1 Inter prediction

Inter prediction is the process of predicting a block of luma and chroma samples from a picture that has previously been coded and transmitted, a reference picture. This involves selecting a prediction region, generating a prediction block and subtracting this from the original block of samples to form a residual that is then coded and transmitted. The block of samples to be predicted, a macroblock partition or sub-macroblock partition, can range in size from a complete macroblock, i.e. 16×16 luma samples and corresponding chroma samples, down to a 4×4 block of luma samples and corresponding chroma samples.

帧间预测是从已经被编码和传输的以前的图片(参考图片)中预测亮度、色度块的过程。这其中包括选择预测区域、生成预测块、从原始块中抽取生成残差和编码传输这几个环节。用于预测的采样块(macroblock partition or sub-macroblock partition)的大小，从一个完整的macroblock(16x16)到4x4的大小不等。

The reference picture is chosen from a list of previously coded pictures, stored in a Decoded Picture Buffer, which may include pictures before and after the current picture in display order (Chapter 5). The offset between the position of the current partition and the prediction region in the reference picture is a motion vector. The motion vector may point to integer, half- or quarter-sample positions in the luma component of the reference picture. Half- or quarter-sample positions are generated by interpolating the samples of the reference picture. Each motion vector is differentially coded from the motion vectors of neighbouring blocks

参考图片从存放于DPB的以前被编码的图片列表中选择，该图片从显示顺序上可以来自当前图片前，也可以来自当前图片后。当前partition与参考图片中预测区域的offset叫做运动向量。运动向量可以以整数像素、半像素或者四分之一像素为单位。半像素和四分之一像素为单位的移动向量，通过对参考图片进行插值来获得。当前blocks与邻居blocks的运动向量取差值，然后被编码传输。

The prediction block may be generated from a single prediction region in a reference picture, for a P or B macroblock, or from two prediction regions in reference pictures, for a B macroblock [i]. Optionally, the prediction block may be weighted according to the temporal distance between the current and reference picture(s), known as weighted prediction. In a B macroblock, a block may be predicted in direct mode, in which case no residual samples or motion vectors are sent and the decoder infers the motion vector from previously received vectors.

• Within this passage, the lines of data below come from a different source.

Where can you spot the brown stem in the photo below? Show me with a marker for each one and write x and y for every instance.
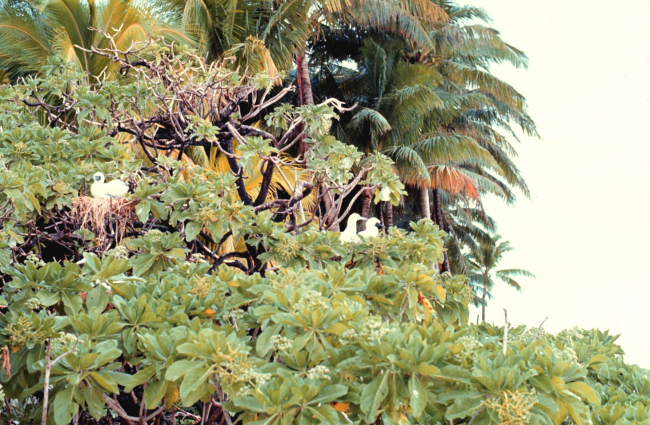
(48, 368)
(366, 202)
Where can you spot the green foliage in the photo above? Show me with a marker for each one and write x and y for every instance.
(310, 330)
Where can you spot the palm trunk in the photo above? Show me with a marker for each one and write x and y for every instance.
(424, 202)
(366, 198)
(302, 65)
(483, 305)
(305, 95)
(389, 215)
(437, 208)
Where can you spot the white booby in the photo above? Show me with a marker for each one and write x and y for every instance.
(372, 228)
(350, 232)
(115, 189)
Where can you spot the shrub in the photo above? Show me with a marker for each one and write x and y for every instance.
(212, 302)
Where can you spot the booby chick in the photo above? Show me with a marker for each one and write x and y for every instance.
(115, 189)
(350, 232)
(372, 228)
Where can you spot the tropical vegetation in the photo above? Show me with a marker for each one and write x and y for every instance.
(219, 291)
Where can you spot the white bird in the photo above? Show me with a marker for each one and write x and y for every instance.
(115, 189)
(372, 228)
(350, 232)
(384, 194)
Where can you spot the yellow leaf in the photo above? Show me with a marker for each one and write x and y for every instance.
(558, 383)
(341, 407)
(171, 396)
(440, 293)
(585, 392)
(428, 370)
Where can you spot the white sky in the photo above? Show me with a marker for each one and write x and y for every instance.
(585, 233)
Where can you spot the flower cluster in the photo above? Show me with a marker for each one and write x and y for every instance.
(318, 372)
(569, 336)
(281, 343)
(567, 355)
(199, 258)
(374, 329)
(469, 347)
(311, 299)
(234, 315)
(33, 304)
(23, 332)
(120, 252)
(202, 287)
(154, 235)
(206, 214)
(287, 249)
(65, 341)
(34, 259)
(513, 407)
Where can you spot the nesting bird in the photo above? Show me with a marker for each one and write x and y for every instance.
(115, 189)
(384, 194)
(372, 228)
(350, 232)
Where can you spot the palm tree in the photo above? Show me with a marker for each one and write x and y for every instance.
(482, 273)
(31, 31)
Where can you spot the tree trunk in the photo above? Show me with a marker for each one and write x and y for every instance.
(437, 208)
(302, 65)
(483, 305)
(305, 95)
(330, 213)
(389, 215)
(424, 202)
(366, 199)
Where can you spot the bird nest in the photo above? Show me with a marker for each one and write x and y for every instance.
(106, 218)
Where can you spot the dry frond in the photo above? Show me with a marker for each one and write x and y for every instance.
(98, 215)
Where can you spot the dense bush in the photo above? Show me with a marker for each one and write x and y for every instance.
(164, 324)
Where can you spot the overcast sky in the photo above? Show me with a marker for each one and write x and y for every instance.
(585, 233)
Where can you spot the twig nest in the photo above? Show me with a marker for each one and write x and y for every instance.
(103, 215)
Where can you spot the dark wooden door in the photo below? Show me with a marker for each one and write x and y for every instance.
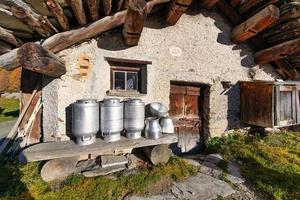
(186, 110)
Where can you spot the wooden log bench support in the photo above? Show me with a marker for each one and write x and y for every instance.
(66, 149)
(134, 22)
(277, 52)
(255, 24)
(208, 4)
(176, 10)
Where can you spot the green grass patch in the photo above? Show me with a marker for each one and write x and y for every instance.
(9, 109)
(19, 181)
(271, 163)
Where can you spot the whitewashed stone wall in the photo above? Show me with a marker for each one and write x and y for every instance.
(196, 49)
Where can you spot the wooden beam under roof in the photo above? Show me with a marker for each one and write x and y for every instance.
(7, 36)
(28, 16)
(134, 22)
(78, 10)
(176, 9)
(58, 13)
(255, 24)
(277, 52)
(93, 6)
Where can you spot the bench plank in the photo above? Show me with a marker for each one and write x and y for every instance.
(65, 149)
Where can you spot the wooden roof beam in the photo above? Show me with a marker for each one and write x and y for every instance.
(7, 36)
(93, 6)
(134, 22)
(28, 16)
(78, 10)
(277, 52)
(58, 13)
(176, 10)
(255, 24)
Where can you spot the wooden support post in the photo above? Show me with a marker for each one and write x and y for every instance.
(176, 10)
(277, 52)
(8, 37)
(78, 10)
(229, 12)
(93, 6)
(28, 16)
(159, 154)
(134, 22)
(58, 13)
(255, 24)
(34, 57)
(208, 4)
(106, 6)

预测block可以基于单一的参考图像的预测region来生成，比如P或B macroblock，也可以基于参考图像里的两个预测region来生成，比如B macroblock。可选的，预测block可以根据当前图片和参考图片的时域距离进行加权预测。在B macroblock，可以采用direct mode来预测，这样没有任何的残差和运动向量需要传输，解码器根据之前接收到的运动向量进行预测。

To summarize the process of coding an inter-predicted macroblock (note that the steps need not occur in this exact order):

帧间预测编码步骤总结如下：

1. Interpolate the picture(s) in the Decoded Picture Buffer to generate 1/4-sample positions in the luma component and 1/8-sample positions in the chroma components. (section6.4.2).

对DPB下的图片进行插值处理，以生成亮度1/4像素(色度1/8像素)为单位的图像。

2. Choose an inter prediction mode from the following options:

选择帧内预测的模式：

(a) Choice of reference picture(s), previously-coded pictures available as sources for prediction. (section 6.4.1).

从已编码的图像中选择用于参考的图像

(b) Choice of macroblock partitions and sub-macroblock partitions, i.e. prediction block sizes. (section 6.4.3).

从参考图像中选择macroblock partions和sub-macroblock partitions

(b) Choice of prediction types:

选择预测类型：

(i) prediction from one reference picture in list 0 for P or B macroblocks or list 1 for B macroblocks only (section 6.4.5.1).

从list0中的一个参考图像进行预测(P或B| macroblocks)，还是从list1中的参考图像进行预测(B macroblocks only)。

(ii) bi-prediction from two reference pictures, one in list 0 and one in list 1, B macroblocks only, optionally using weighted prediction (section 6.4.5.2).

分别从list0和list1中的参考图像进行双向预测，可选择的使用加权预测，B macroblocks only。

3. Choose motion vector(s) for each macroblock partition or sub-macroblock partition, one or two vectors depending on whether one or two reference pictures are used.

为每一个macroblock partition or sub-macroblock partition选择移动向量(有多少给参考图片，就有多少个运动向量)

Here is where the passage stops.